- Lettershandoney Location within Northern Ireland
- District: Derry and Strabane;
- County: County Londonderry;
- Country: Northern Ireland
- Sovereign state: United Kingdom
- Postcode district: BT
- Dialling code: 028
- UK Parliament: Foyle;
- NI Assembly: Foyle;

= Lettershandoney =

Village in County Londonderry, Northern Ireland

Lettershandoney or Lettershendony ( or Leitir Seandomhnaigh meaning "hillside of the old church") is a small village and townland in County Londonderry, Northern Ireland, six miles to the southeast of Derry and three miles east of Drumahoe. In the 2001 census it had a population of 506 people. It is situated within Derry and Strabane district.

Lettershandoney has ten recorded spellings of its name, dating back to 1613.
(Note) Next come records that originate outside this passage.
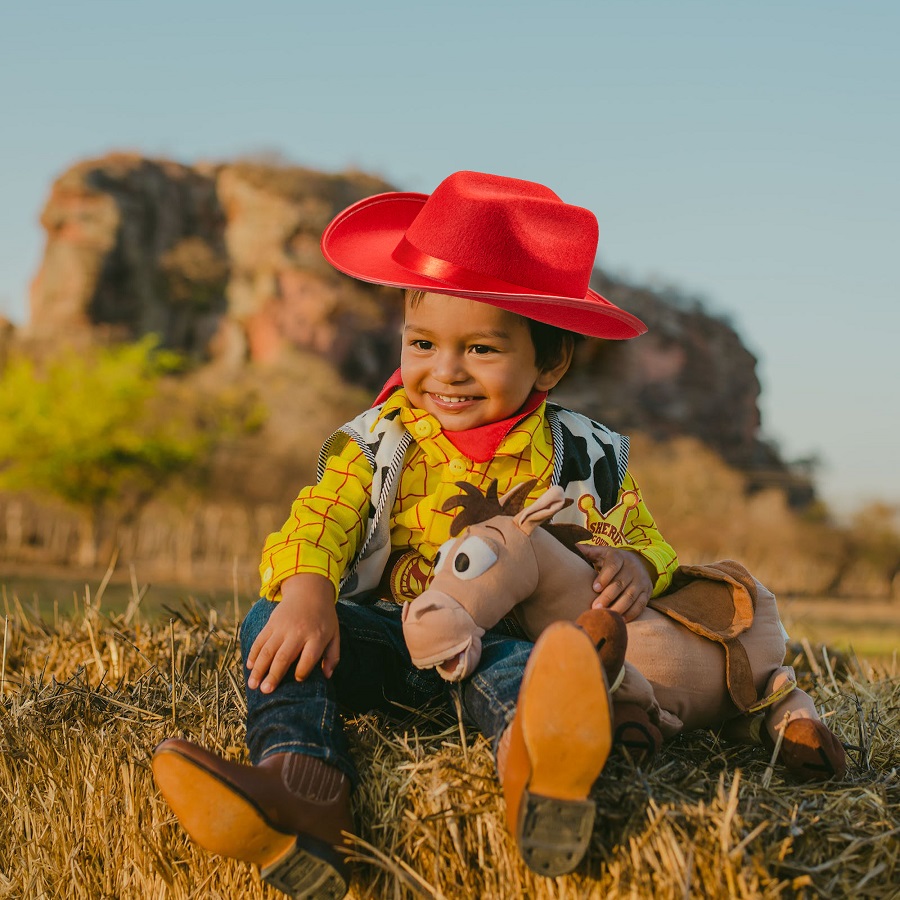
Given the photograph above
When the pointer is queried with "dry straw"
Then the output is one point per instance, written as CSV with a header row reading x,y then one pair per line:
x,y
86,699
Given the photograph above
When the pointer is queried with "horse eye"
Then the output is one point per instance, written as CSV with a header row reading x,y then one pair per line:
x,y
441,556
473,557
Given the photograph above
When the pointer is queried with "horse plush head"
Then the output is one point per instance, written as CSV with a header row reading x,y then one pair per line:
x,y
502,556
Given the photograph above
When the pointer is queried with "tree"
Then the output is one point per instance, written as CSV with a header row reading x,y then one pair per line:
x,y
104,429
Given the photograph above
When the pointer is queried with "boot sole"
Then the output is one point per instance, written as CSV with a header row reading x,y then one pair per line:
x,y
223,820
566,726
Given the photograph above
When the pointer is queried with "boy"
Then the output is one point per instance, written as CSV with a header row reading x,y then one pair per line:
x,y
496,274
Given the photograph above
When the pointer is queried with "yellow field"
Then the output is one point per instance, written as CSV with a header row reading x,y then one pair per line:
x,y
85,697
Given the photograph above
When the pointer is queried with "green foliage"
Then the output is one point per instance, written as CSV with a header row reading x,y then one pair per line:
x,y
100,425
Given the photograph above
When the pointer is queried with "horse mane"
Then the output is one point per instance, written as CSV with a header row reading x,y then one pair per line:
x,y
478,507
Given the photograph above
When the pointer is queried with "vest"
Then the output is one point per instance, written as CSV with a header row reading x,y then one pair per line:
x,y
588,458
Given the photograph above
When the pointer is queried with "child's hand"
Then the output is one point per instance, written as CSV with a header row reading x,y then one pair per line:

In 2009 Lettershandoney and District Development Group carried out a community audit, highlighting the problems of the Lettershandoney Estate, the main housing area of the village, in terms of high unemployment, poverty and ill health, vandalism and alcohol and drug abuse, as well as lack of community facilities. In August 2011, a Lettershandoney Strategic Vision and Action Plan was produced by consultants on behalf of ARC (Assisting Rural Communities) north west. The resulting village plan aims to enhance community facilities and services, as well as environmental quality and transport, while protecting the character of the village. The village has some 150 houses and a primary school.